At that time, I attended a very good school. The kids were all wearing the [Casio] G-Shock. I had landed my first job, doing odd tasks for a couple who owned a house across the street from the motel we were living in. I made $1.50 an hour and was finally able to buy my own things. My first purchase was a pair of burgundy, high-top Chuck Taylors. My second was the $125 Seiko that had become my obsession.
When I wore the watch, it changed how the kids at school saw me. I wasn’t the kid who lived in a motel and wore fake branded sneakers. I had something legit and beautiful and cool. It gave me cred with the wealthy kids, but I was also charmed by the magic of the thing itself—all I had to do was wear it, and it would start working.
One day my father asked to borrow the watch. I felt crushed, knowing exactly what he would do. He pawned it. I told myself that one day I’d get another. For my 19th birthday, my girlfriend, who knew about my childhood and the loss of that watch, bought me the Seiko Diver’s timepiece that I still wear to this day. That girl, my high school sweetheart, became my wife, and together we have three kids.

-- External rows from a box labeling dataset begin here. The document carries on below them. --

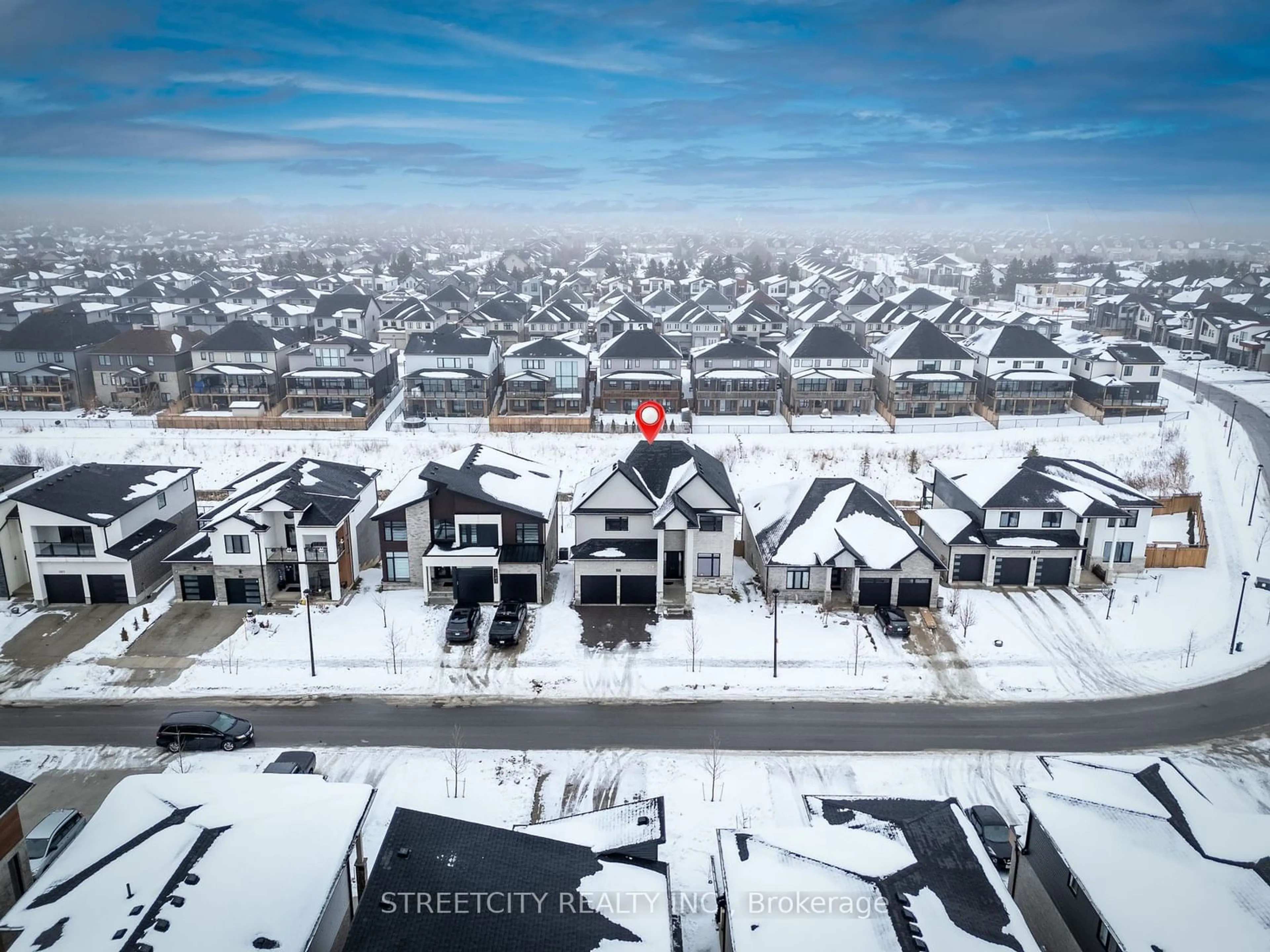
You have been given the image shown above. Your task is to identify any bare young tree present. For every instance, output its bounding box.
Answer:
[446,724,467,798]
[703,731,724,804]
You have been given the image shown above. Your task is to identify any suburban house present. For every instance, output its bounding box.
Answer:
[691,337,780,416]
[401,324,503,421]
[189,320,297,415]
[714,796,1053,952]
[165,458,378,604]
[872,320,975,417]
[0,313,122,410]
[0,777,375,952]
[1071,341,1168,419]
[8,463,197,606]
[1010,757,1270,952]
[344,807,679,952]
[961,324,1073,416]
[572,439,741,608]
[596,330,685,415]
[503,337,591,415]
[84,329,206,413]
[918,456,1160,588]
[779,324,874,414]
[372,443,560,603]
[0,771,34,916]
[282,330,398,416]
[741,479,944,608]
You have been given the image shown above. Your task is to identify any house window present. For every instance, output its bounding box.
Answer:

George Esquivel is a shoe designer for his eponymous label, based in Los Angeles. Courtesy of George Esquivel
Now I typically buy watches to mark a milestone in my business as a shoe designer. My first such purchase was a Cartier Santos 100 in 2006, bought to celebrate a deal we inked for a partnership and store with a group based in Asia. I fell for it when I read about its history as the first wristwatch created by Cartier. I tried it on at least 10 times before I bought it. After that, I was fully bitten by the bug.
When I joined Tumi as creative director in 2013, I went for an Omega GMT. I’m neurotic about knowing the time back home when I’m away, so whenever I travel, the Omega with its dual time zones is now on my wrist. And the double-wrap strap I made for it adds character and makes it truly my own.
Most of my watches are about utility. I’m at our workshop all the time, so I want something that isn’t too fragile and doesn’t look ruined if it gets scratched. The diver watches are meant to take a beating, and they look better as they get older.
My now-vintage Seiko is still my favorite, though, even as I’ve acquired more high-end pieces over the years. That watch has made such an impression on me that I actually gift it to others—my brothers all have one.
I sometimes buy pre-owned: You are still getting a beautiful watch, and if it’s good, it doesn’t need to be brand new. It is not as if the timepiece has miles like a car. It has history. I hold on only to those watches that I love, but I do regret selling a few of them. I miss my Cartier Santos; I also should have kept a few Rolexes. But if it’s just sitting in a drawer, why keep it?
I’ve taught my kids there’s nothing wrong with buying a brand if it’s something you adore, but you shouldn’t buy something just because everybody else has it. It’s the same thing with my watches. It’s not about what everybody else is wearing. True luxury is seeking things that make you happy.